Há, no entanto, que se ter consciência da complexidade desse desafio. Isso porque, de um lado, ele colide com a opção atual por um modelo de ajuste estrutural da economia e de estabilização monetária absolutamente incompatível com investimentos de porte na área social. Caso exemplar desse fenômeno é o próprio CPMF, que significa busca de recursos alternativos, não fiscais, para o financiamento da saúde.
De outro lado, porque colide também com a agenda do debate atual ditada uma vez mais pelos preceitos neoliberais, de enfatizar a pobreza e não as desigualdades sociais. Enquanto estas estratégias vêm sendo adotadas com resultados limitados pelos constrangimentos da opção econômica dos governos recentes, políticas de superação da pobreza demandam iniciativas redistributivas, a começar pela renda.
Um quarto ponto a ser destacado diz respeito ao fato de que apesar dos avanços que a implementação do SUS vem alcançando (como demonstra empiricamente a Autora), em que pese o contexto adverso em que o sistema vem operando, as conquistas até agora obtidas estão sob severa ameaça — haja vista a proposta do MARE/MS, analisada no contexto.

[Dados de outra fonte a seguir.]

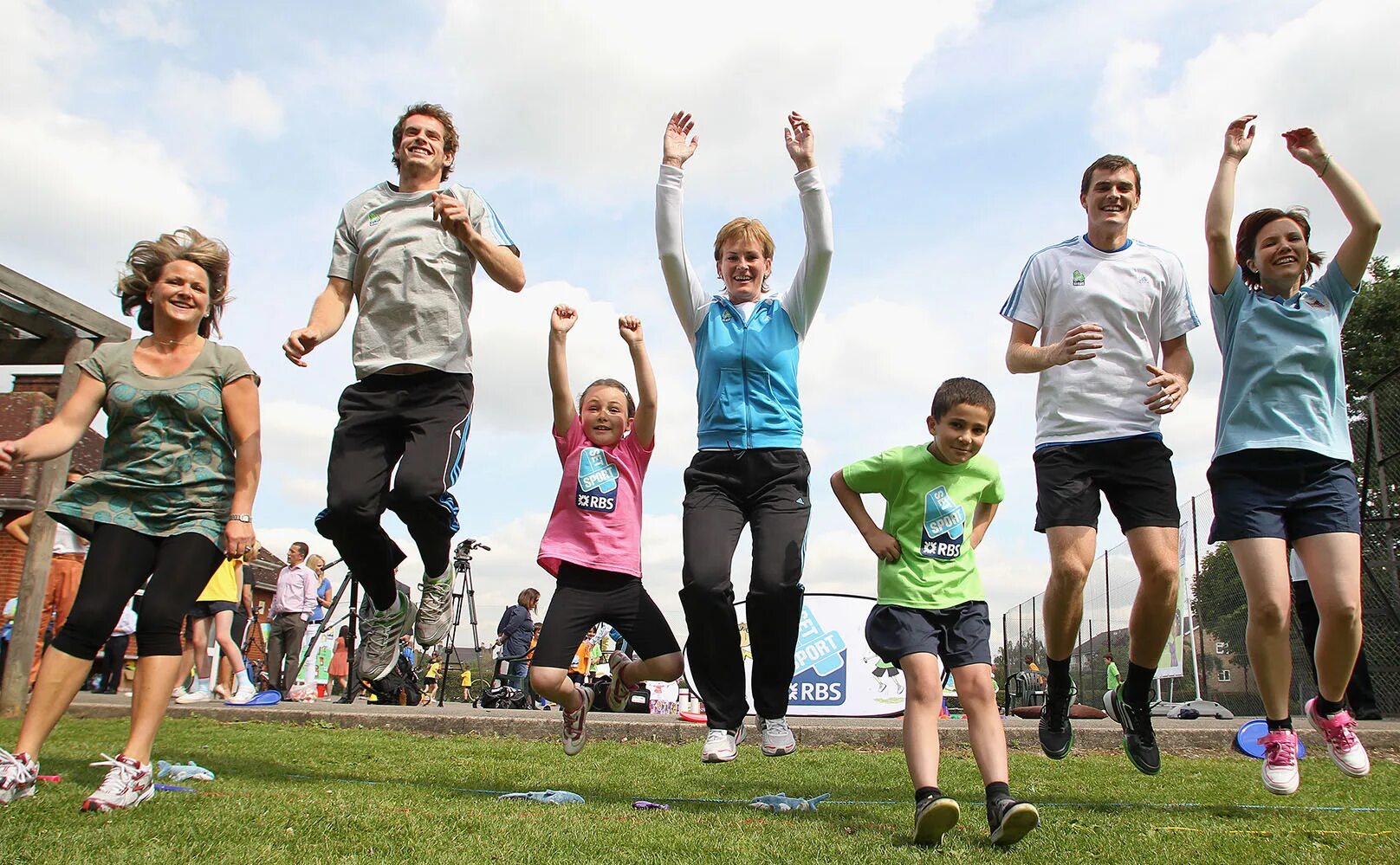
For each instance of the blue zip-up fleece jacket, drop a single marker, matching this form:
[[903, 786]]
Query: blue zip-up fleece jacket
[[747, 354]]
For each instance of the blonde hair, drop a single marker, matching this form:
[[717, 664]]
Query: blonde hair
[[149, 258], [748, 229]]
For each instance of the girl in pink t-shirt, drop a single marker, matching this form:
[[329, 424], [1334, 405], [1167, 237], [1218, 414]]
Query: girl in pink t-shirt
[[593, 544]]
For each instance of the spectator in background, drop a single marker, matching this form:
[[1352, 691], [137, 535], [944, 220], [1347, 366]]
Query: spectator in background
[[113, 656], [515, 629], [291, 608], [65, 574], [318, 567]]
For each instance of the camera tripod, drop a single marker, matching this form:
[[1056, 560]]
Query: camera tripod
[[463, 565]]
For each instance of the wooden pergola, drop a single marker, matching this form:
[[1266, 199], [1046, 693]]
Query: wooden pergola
[[42, 328]]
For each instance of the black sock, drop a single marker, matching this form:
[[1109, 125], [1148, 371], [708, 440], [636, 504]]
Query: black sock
[[1326, 707], [1138, 683]]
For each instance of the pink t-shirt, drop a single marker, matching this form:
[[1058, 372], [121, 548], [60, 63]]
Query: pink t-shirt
[[597, 520]]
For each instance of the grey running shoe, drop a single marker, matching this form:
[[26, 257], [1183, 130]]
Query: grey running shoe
[[1011, 821], [434, 608], [933, 819], [379, 649], [777, 738]]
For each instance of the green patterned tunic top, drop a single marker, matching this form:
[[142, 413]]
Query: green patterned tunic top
[[168, 462]]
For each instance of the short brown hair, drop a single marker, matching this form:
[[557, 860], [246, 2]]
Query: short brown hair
[[1111, 161], [438, 113], [1248, 236], [748, 229], [149, 258], [963, 391]]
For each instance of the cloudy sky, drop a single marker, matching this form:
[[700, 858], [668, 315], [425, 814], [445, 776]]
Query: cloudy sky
[[952, 138]]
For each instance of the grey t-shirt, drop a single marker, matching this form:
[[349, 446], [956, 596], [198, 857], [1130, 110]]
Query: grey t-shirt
[[412, 279]]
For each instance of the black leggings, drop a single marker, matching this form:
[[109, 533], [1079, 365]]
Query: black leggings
[[118, 563]]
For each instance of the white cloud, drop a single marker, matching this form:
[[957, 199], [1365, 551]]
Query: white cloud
[[740, 68]]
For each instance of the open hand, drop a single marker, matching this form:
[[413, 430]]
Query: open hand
[[1082, 342], [631, 329], [679, 145], [800, 142], [300, 345], [1236, 139], [563, 318], [1170, 391], [1305, 147]]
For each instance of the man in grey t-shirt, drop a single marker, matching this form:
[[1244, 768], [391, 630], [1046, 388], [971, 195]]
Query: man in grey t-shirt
[[406, 255]]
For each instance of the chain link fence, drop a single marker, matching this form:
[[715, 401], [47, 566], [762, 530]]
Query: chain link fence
[[1211, 651]]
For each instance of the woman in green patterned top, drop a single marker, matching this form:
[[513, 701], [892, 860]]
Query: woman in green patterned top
[[172, 499]]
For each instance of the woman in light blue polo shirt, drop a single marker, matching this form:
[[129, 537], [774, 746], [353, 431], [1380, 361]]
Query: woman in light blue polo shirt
[[1281, 474]]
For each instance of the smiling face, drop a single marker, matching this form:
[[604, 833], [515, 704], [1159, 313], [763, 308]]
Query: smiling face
[[742, 266], [1111, 199], [422, 149], [1280, 255], [959, 433], [179, 294], [604, 415]]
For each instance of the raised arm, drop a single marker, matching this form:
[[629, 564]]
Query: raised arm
[[809, 281], [1354, 254], [327, 313], [688, 295], [645, 422], [981, 521], [1079, 343], [884, 545], [245, 426], [561, 320], [1220, 208], [61, 434]]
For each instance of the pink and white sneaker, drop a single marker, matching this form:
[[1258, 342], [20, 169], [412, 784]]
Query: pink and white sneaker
[[1340, 733], [17, 776], [1280, 770], [126, 784]]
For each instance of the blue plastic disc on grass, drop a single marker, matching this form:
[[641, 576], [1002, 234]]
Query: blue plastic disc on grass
[[1249, 733]]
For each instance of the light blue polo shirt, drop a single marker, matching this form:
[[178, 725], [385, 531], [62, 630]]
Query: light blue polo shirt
[[1283, 384]]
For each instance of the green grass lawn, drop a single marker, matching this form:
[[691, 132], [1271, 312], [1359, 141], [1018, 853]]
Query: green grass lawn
[[318, 794]]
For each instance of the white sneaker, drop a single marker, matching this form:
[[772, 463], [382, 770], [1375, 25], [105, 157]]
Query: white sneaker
[[777, 737], [17, 776], [126, 784], [722, 745], [574, 731]]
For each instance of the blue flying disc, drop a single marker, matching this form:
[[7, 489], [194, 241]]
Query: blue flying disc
[[269, 697], [1249, 733]]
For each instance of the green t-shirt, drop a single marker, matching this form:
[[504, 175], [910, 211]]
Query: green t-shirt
[[929, 510]]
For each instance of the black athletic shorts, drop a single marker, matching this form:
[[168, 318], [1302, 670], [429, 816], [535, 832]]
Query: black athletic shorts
[[958, 635], [1133, 474], [1281, 493], [586, 597]]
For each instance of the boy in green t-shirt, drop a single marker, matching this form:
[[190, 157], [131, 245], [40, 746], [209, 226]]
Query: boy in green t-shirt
[[940, 500]]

Apesar dessas ameaças, há que se reconhecer que embora a descentralização efetiva da saúde favoreça a sua democratização e em tese a intersetorialidade das políticas sociais no nível local dirigidas para a promoção da qualidade de vida, ela por si só não garante ambos os fatores.
E se do ponto de vista da dimensão administrativa da gestão local a intersetorialidade pode ser equacionada, inverter a lógica das políticas sociais — de reprodutoras das desigualdades sociais para compensatórias dessas desigualdades, e portanto redistributivistas — implica necessariamente a construção de um novo projeto para a sociedade e a reconstrução de um Estado condizente com esse projeto. O que está em jogo aqui é a formulação de um novo projeto que articule democracia política e democracia social. No caso específico da saúde, lembremos que a implementação do SUS contempla um sistema de saúde descentralizado vertical e horizontalmente, que distingue o estatal do privado, mas articula ambos esses setores sob a égide do interesse público e da cidadania.
Talvez hoje o maior risco que o direito à saúde e os princípios do SUS correm não resida na privatização da saúde, tal como esta é classicamente entendida, mas sim no transplante — em nome da eficiência e da eficácia dos serviços estatais de saúde — da racionalidade da iniciativa privada lucrativa para o setor estatal. Exemplos desse fenômeno não faltam, haja vista a experiência do PAS no município de São Paulo. Não se trata aqui de negar a necessidade e a urgência de se imprimir maior eficiência e eficácia ao Estado, mas sim de prevenir que para tanto há que se pensar na reconstrução desse Estado a partir da formulação de um novo projeto de sociedade, e sobretudo compreender que a racionalidade da garantia dos direitos da cidadania é incompatível com a lógica do mercado. Aí está o nó górdio da questão, que reside na incompatibilidade entre as fontes de financiamento para o setor, que não estão assentadas sobre bases universais e progressivas, frente às propostas de universalização do acesso à atenção à saúde.
Retoma-se assim, a urgência da formulação de um projeto efetivamente democrático para a sociedade — a saúde aí contemplada na sua especificidade, comungando com a necessária intersetorialidade — e de reforma de um Estado que seja, de fato, redistributivo e voltado para a superação das abismais desigualdades sociais prevalecentes, incompatíveis com qualquer aprofundamento da ordem democrática no País.